Discuss your general career path since graduating from UT.
Upon graduation, I enrolled in a master’s program at UT’s School of Information to pursue my interests in design, cultural representation, and management within the context of museums and archives. After completing this degree, I jumped over to UT’s Latin American Studies program, where I wrote my master’s thesis on book censorship in 16th-century Mexico. I have now moved on to a PhD program in history. All the while, I have been employed as the Film Curatorial Assistant at the Harry Ransom Center.
How did your BDP experience influence your career path and interests?
I can honestly say that my BDP experience was the cornerstone of my academic and professional trajectory post graduation. It gave me the opportunity to explore those elements of my majors that most interested me so that I could define my career aspirations.
What do you value most about your BDP experience?

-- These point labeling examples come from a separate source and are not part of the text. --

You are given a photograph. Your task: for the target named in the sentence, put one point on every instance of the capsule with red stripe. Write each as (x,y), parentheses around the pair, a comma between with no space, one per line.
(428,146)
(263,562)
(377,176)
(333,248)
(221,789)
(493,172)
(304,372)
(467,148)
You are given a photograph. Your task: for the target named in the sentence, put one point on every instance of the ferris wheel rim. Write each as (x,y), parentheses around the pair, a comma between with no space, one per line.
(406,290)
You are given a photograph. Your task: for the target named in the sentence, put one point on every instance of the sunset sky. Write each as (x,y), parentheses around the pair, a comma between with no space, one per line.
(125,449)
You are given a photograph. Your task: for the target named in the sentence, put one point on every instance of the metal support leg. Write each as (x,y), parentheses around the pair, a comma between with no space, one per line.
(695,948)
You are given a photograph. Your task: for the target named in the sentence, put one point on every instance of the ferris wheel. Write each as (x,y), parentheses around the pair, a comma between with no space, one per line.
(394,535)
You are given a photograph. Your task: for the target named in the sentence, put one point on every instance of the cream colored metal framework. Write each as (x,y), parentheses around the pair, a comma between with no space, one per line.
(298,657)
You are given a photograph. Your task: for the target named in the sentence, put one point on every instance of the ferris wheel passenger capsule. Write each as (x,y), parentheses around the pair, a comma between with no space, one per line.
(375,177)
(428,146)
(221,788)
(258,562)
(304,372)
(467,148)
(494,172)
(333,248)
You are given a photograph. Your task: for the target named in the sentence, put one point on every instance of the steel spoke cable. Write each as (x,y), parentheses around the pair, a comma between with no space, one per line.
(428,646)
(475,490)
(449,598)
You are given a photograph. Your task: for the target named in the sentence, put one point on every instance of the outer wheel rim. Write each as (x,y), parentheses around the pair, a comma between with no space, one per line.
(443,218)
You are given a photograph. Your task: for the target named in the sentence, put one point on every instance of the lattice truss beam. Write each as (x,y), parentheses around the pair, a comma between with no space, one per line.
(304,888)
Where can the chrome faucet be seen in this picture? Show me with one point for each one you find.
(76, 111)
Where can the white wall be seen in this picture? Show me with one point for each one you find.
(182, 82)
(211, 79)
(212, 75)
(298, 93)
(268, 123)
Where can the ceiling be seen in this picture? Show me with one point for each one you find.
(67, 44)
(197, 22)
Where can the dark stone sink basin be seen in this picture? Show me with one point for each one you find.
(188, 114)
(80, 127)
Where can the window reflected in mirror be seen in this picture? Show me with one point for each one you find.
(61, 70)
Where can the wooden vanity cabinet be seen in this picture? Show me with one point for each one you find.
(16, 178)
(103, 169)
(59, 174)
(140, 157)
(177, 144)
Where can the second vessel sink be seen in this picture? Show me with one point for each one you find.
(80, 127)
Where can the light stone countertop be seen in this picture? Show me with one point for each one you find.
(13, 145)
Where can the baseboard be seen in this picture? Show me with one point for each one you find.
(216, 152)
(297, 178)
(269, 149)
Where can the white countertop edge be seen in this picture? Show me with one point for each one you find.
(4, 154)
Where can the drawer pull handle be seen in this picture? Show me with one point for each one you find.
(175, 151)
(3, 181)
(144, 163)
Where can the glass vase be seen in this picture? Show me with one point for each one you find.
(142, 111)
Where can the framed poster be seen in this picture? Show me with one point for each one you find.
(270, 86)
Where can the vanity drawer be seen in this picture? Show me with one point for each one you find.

Faculty mentorship in my research pursuits proved to be the most valuable aspect of my BDP experience. The program provided a platform and resources for me to connect with Dr. Mariah Wade, my then anthropology professor and current professional mentor.
In what ways did an interdisciplinary education prepare you for what you are currently doing?
For the past three years, I have been conducting research that will be published this fall, and co-organizing a gallery exhibition at the Harry Ransom Center that will open September 2014. Through the BDP’s internship and research opportunities, I attained the rudimentary analytical and technical skills needed to undertake and accomplish these milestones.